Перед глазами Павла снова образовалась пелена, но теперь он уже знал, что это текли слезы. Он чувствовал, что ни один мускул не дрожит на его лице. Они текли так же ровно, как работал двигатель автомашины, иногда усиливаясь, когда машина шла в гору, и Павел начинал что-то вспоминать; ослабевая, когда машина катилась по наклонной вниз, и он пытался переключить внимание на что-то другое. Продолжал вспоминать, вспоминать, вспоминать…
«Сколько же у меня внутри слез, — думал Павел, — кончатся ли они когда-нибудь»?
Но те продолжали течь всю дорогу.
На пункт сбора приехали часа через два с половиной. Начинало смеркаться. Слезы закончились. Напарник сходил на инструктаж к руководству, а когда вернулся, увидел, что Павел задремал, прислонившись головой к двери. Тронул его за плечо.
— Пора ехать, — сказал он, — установили адрес, где скрываются главари. Указание брать живыми. Нас ждут.
Это была обычная девятиэтажка сто тридцать седьмой серии с черным ходом через балкон. Преступники любили селиться в таких домах, где лестничные пролеты перекрыть было практически невозможно.

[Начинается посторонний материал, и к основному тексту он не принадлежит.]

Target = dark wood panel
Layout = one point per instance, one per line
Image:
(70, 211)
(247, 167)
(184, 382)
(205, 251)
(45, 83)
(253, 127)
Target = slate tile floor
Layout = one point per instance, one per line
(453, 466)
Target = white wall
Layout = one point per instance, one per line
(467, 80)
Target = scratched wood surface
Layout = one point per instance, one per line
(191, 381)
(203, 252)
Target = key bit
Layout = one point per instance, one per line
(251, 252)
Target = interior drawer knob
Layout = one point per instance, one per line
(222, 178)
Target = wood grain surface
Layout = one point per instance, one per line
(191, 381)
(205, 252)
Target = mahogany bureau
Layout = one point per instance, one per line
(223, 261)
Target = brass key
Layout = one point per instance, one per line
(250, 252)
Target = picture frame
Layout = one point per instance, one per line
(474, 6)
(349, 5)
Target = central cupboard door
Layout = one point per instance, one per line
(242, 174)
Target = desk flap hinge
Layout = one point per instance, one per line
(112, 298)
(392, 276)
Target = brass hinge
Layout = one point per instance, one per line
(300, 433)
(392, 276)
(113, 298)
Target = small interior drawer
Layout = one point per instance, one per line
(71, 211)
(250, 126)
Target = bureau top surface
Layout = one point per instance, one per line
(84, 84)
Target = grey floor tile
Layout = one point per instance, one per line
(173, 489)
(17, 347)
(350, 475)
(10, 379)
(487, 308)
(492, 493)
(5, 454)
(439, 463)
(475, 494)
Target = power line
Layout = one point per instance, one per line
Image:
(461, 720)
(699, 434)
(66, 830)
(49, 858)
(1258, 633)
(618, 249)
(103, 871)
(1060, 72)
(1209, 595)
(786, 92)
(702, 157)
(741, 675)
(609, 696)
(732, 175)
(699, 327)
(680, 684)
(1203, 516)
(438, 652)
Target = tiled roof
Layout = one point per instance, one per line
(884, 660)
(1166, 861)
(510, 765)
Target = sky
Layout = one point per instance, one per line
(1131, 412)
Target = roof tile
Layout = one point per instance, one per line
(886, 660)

Грузовой лифт был рассчитан на шесть человек. Столько в него и вошло. Он дернулся и стал медленно подниматься вверх. Где-то между пятым и шестым этажами он просто встал, и внутри зажглась красная лампочка. До захвата оставались секунды. Старший группы нажал переговорное устройство с аварийным диспетчером.
— Сколько вас там народу-то? — спросили по селектору.
— Как положено, шесть человек!
И только здесь все, посмотрев друг на друга, увидели, что их не совсем шесть, поскольку на каждом был надет тяжелый бронежилет, металлический шлем, на поясе был закреплен полный боекомплект, а через плечо висел автомат.
— Ждите, — сказал диспетчер, — аварийная группа выезжает. Но не вздумайте пытаться выйти — лифт может обрушиться!
Сотрудники молча посмотрели друг на друга. Наступила тишина, которую нарушало только легкое пощелкивание включенных радиостанций.
— Первый, я второй, мы застряли в лифте! — тихо сообщил старший в радиостанцию.
— Уже поздно, — раздалось в микрофоне, — выкарабкивайтесь, третий и четвертый пошли!